Giorgio Armani's Will Directs Heirs to Sell Stakes or Pursue IPO, Setting Course for Future Ownership
The late designer's testament orders a staged sale of up to a majority stake to be completed within five years or an initial public offering, marking a break with his lifetime resistance to dilution or listing.

Giorgio Armani's will instructs his heirs to either gradually sell the fashion house he founded or to pursue a public listing, specifying a staged timetable that could hand control of the company to an outside buyer within five years of the designer's death.
The document, reviewed by Reuters, directs heirs to sell an initial 15% stake within 18 months of Armani's Sept. 4 death and then to transfer further stakes — another 30% and ultimately up to a 54.9% holding — to the same buyer between three and five years after his death. The will gives priority to France-listed luxury and beauty groups L'Oréal and EssilorLuxottica or another firm of "equal standing" identified by a foundation established to preserve Armani's legacy together with his life and business partner, Pantaleo Dell'Orco. As an alternative, the will states an initial public offering should be pursued in Italy or a market of equal standing.
The instructions represent a marked departure from Armani's long-standing refusal to dilute his control or list the privately held company. Armani, who died at 91 and left no children, was the sole major shareholder of the group he founded with his late partner Sergio Galeotti in the 1970s and retained tight creative and managerial control until his death.
Under the terms of the will, the Fondazione Giorgio Armani and Dell'Orco will together hold 70% of voting rights in the group. The foundation would retain a 30.1% stake in the event of a listing, the will says. Heirs are also told to consider other fashion and luxury companies with which the Armani group has existing commercial ties as potential buyers.
The testament's explicit naming of France-listed players among priority buyers is significant given Armani's historical insistence on the company's independence and Italian roots. Over the years the group received several approaches, including a 2021 approach from John Elkann and an earlier approach from Gucci, the will noted.

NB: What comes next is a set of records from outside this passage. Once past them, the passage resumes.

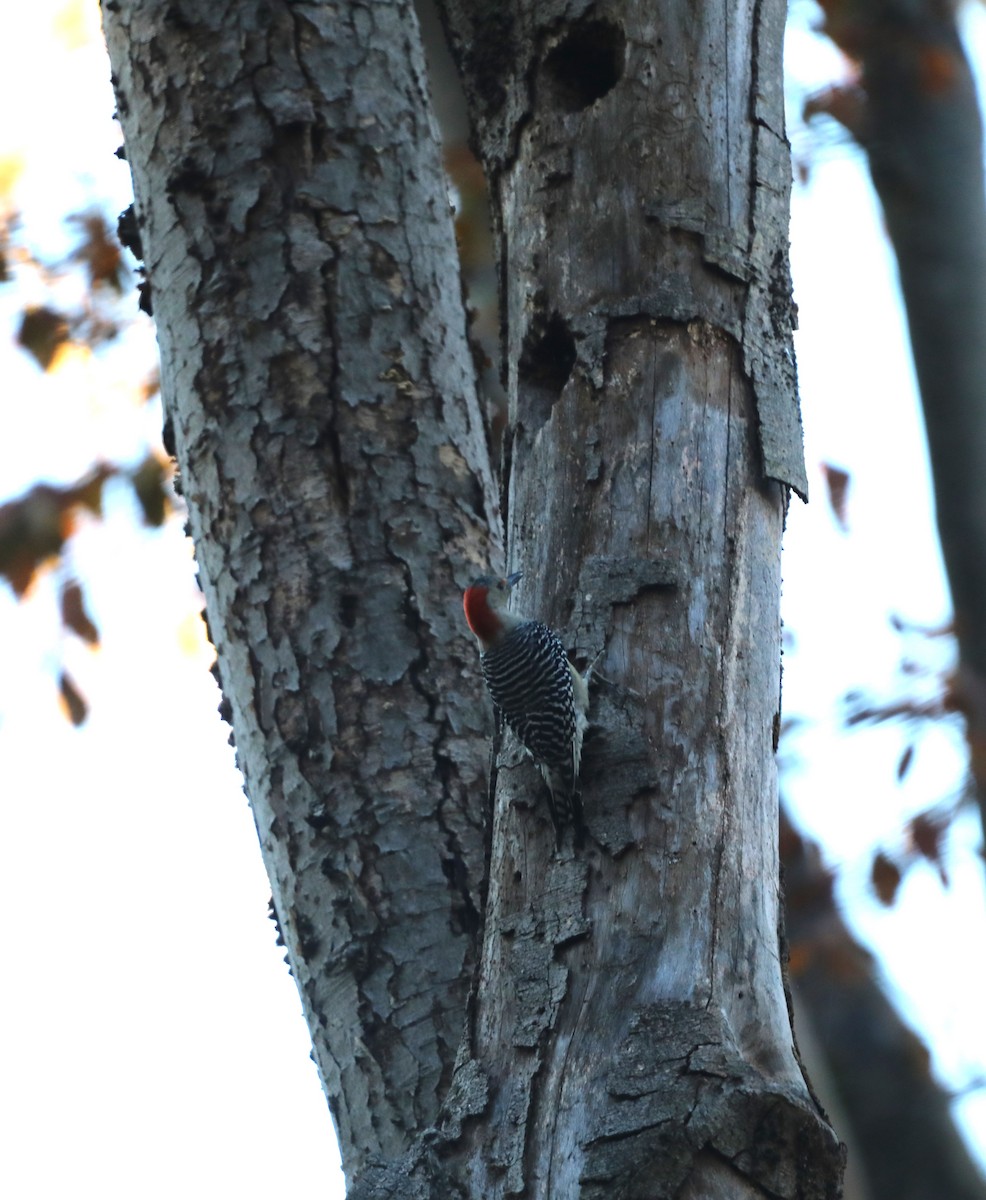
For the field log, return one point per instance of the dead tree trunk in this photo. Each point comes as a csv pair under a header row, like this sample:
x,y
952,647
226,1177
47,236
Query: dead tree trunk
x,y
627,1032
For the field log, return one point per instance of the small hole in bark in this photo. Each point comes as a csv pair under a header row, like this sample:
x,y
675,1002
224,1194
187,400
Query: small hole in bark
x,y
548,354
348,601
587,64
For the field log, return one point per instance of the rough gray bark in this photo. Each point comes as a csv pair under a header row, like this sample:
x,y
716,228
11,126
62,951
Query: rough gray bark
x,y
629,1033
319,387
630,1030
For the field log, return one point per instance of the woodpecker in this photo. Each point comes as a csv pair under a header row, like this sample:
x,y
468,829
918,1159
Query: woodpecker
x,y
536,689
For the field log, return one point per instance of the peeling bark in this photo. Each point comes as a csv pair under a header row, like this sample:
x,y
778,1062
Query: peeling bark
x,y
319,388
626,1033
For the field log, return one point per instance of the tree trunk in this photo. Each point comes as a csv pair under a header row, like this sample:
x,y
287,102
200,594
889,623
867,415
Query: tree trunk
x,y
627,1033
918,118
319,385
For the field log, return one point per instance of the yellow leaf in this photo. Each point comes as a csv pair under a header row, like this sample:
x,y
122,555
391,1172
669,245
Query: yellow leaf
x,y
77,23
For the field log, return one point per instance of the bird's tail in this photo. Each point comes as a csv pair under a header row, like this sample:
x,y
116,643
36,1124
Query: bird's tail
x,y
564,801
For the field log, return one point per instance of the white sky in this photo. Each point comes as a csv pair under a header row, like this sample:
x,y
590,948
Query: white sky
x,y
151,1041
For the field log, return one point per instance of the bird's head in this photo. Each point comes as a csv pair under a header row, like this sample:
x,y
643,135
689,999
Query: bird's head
x,y
485,604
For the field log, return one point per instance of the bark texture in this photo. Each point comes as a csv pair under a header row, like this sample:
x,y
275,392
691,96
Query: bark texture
x,y
630,1035
627,1035
319,388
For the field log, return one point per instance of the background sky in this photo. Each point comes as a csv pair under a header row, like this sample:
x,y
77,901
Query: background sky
x,y
151,1039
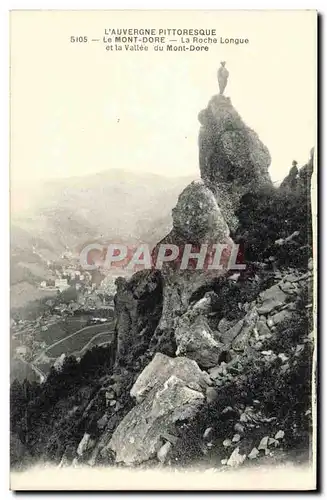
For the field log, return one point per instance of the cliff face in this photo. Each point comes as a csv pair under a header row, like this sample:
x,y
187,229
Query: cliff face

Giorgio Armani's fashion house is a major global luxury player with relatively stable revenue but squeezed profitability in recent industrywide downturns. The company reported roughly $2.7 billion in revenue in 2024, according to filings and industry documents cited in reporting. The will's timetable for partial divestment or a listing comes as global luxury groups navigate slower growth and shifting consumer demand.
Industry analysts say a staged sale or IPO would reshape the group's governance and strategic options. A buyer such as L'Oréal or EssilorLuxottica would bring scale in adjacent segments — beauty and eyewear respectively — and potential operational synergies, while a listing would dilute the private ownership structure that Armani maintained for decades.

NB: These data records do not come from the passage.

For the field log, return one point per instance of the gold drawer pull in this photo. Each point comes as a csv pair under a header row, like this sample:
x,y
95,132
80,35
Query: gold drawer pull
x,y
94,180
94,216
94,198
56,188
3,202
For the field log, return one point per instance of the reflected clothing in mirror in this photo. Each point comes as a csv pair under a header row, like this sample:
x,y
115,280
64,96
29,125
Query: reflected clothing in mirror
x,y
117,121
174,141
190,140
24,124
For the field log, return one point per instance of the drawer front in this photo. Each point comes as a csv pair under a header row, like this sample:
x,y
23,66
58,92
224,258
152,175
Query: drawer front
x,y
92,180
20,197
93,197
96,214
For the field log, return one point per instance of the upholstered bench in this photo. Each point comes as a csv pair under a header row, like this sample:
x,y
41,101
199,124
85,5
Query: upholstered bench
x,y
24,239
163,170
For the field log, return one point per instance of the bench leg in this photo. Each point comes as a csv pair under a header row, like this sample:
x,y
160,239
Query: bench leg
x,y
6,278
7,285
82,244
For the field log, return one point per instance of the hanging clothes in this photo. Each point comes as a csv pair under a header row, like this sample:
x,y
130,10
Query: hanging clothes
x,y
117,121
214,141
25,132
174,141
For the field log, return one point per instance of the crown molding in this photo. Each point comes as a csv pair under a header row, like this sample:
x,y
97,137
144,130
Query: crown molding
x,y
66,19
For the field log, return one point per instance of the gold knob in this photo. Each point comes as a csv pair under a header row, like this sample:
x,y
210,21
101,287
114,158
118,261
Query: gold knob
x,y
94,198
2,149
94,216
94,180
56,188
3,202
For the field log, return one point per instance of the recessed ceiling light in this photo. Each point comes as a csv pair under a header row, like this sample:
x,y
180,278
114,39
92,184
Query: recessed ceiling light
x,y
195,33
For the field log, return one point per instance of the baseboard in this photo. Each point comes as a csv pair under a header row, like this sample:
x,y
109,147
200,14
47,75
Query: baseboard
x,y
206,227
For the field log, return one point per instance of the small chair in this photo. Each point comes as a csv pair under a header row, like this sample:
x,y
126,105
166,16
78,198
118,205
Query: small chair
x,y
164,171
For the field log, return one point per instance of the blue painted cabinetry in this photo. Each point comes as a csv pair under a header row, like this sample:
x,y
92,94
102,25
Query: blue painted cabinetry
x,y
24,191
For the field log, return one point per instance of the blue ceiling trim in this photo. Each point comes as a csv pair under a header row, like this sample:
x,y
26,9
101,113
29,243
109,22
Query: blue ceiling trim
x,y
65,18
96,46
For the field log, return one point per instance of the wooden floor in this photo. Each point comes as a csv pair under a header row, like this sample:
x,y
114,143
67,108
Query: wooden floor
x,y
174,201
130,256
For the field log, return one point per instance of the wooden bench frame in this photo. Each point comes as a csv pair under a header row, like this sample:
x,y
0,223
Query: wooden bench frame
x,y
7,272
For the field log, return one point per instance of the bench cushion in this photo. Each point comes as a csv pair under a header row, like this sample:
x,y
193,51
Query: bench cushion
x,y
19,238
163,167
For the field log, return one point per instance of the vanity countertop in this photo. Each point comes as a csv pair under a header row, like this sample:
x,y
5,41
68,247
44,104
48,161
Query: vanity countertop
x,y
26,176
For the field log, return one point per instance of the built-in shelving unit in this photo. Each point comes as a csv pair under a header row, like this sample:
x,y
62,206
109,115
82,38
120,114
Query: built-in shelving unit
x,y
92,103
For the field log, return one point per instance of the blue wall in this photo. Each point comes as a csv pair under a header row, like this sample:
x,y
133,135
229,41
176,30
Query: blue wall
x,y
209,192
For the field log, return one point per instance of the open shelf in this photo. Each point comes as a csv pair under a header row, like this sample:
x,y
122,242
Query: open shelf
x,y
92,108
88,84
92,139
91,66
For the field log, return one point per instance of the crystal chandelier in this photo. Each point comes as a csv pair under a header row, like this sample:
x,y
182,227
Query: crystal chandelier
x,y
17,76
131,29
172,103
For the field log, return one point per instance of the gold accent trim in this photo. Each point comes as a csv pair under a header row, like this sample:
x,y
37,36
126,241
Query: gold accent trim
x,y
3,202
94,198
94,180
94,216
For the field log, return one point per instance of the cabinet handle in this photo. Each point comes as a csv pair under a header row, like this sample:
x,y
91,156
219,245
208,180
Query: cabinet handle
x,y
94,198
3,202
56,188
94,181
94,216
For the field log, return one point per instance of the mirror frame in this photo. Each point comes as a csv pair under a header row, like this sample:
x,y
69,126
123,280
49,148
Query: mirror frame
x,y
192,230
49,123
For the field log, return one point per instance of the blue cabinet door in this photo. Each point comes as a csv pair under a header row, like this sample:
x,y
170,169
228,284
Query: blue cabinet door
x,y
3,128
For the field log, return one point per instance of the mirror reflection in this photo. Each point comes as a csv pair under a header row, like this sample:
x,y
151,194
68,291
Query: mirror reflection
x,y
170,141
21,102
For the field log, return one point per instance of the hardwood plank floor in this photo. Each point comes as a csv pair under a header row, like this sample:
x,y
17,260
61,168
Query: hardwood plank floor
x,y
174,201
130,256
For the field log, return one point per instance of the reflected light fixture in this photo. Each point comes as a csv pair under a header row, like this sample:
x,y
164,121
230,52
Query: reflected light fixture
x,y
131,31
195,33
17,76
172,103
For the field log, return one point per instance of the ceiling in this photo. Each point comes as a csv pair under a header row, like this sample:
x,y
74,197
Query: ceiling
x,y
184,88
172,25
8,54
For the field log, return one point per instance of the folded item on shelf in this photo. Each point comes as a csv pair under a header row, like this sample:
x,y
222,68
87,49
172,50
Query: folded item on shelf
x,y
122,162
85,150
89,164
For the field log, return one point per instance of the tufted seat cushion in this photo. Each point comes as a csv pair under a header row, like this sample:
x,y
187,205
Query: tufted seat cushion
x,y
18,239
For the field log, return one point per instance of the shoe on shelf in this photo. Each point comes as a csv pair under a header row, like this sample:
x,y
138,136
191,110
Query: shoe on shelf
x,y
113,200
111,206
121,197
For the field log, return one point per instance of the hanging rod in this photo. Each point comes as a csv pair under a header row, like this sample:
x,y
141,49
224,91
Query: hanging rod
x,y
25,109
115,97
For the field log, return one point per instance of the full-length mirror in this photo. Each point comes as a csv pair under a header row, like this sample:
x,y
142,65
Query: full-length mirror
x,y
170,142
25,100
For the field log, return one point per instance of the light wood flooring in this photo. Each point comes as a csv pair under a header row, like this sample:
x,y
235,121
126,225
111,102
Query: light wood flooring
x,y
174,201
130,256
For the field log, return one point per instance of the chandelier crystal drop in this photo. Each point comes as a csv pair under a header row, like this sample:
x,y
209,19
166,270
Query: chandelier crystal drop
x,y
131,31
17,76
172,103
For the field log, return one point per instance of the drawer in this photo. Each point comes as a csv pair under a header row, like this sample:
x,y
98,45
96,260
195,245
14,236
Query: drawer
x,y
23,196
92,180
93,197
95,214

The will also established a foundation to preserve the Armani legacy and set parameters for selecting buyers, requiring the foundation's agreement with Dell'Orco on any choice identified as of "equal standing." The directions leave room for heirs to pursue other strategic options tied to existing commercial relationships.

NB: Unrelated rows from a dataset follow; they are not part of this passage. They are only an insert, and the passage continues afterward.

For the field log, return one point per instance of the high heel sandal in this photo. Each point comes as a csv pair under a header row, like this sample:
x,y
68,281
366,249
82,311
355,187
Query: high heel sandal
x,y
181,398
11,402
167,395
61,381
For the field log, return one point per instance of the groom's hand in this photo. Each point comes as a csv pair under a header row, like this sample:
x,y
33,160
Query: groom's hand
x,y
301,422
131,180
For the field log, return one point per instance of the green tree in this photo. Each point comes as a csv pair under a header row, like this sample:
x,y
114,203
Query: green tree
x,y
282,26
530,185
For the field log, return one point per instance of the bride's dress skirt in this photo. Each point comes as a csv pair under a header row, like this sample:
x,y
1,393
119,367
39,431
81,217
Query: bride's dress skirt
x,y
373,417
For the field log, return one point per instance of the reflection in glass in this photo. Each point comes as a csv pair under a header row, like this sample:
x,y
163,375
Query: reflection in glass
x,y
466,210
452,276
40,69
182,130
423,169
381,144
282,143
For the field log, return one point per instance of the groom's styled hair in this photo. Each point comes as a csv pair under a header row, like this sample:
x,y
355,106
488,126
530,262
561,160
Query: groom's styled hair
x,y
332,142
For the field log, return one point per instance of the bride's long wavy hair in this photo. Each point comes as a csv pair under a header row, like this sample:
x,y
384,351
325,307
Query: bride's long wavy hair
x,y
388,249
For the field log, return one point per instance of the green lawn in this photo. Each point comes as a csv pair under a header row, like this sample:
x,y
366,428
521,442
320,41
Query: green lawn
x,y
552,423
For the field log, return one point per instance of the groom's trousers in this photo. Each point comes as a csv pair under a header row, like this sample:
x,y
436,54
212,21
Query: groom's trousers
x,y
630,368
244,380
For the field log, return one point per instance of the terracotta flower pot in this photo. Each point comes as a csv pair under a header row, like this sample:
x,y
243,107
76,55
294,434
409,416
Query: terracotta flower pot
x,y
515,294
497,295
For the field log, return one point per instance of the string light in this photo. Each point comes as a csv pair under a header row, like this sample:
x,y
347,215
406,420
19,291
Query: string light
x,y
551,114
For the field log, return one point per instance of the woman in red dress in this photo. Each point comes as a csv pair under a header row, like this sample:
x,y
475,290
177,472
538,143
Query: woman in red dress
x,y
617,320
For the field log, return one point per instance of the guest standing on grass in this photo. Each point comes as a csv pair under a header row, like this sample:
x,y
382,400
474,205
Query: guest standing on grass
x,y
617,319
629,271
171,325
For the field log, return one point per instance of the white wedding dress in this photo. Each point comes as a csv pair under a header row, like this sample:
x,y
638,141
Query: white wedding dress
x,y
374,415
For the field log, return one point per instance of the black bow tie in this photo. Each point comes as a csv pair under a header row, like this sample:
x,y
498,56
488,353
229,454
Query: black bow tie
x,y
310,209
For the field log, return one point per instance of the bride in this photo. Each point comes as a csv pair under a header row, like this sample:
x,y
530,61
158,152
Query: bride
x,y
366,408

The testament provides a legal roadmap likely to dominate boardroom discussions and industry speculation in the months ahead, as the Armani group, potential buyers and financial advisers assess valuation, timing and regulatory implications of large luxury deals or a public offer. The company's future ownership structure, long shaped by its founder's personal control, now faces a period of significant transition guided by the terms he left behind.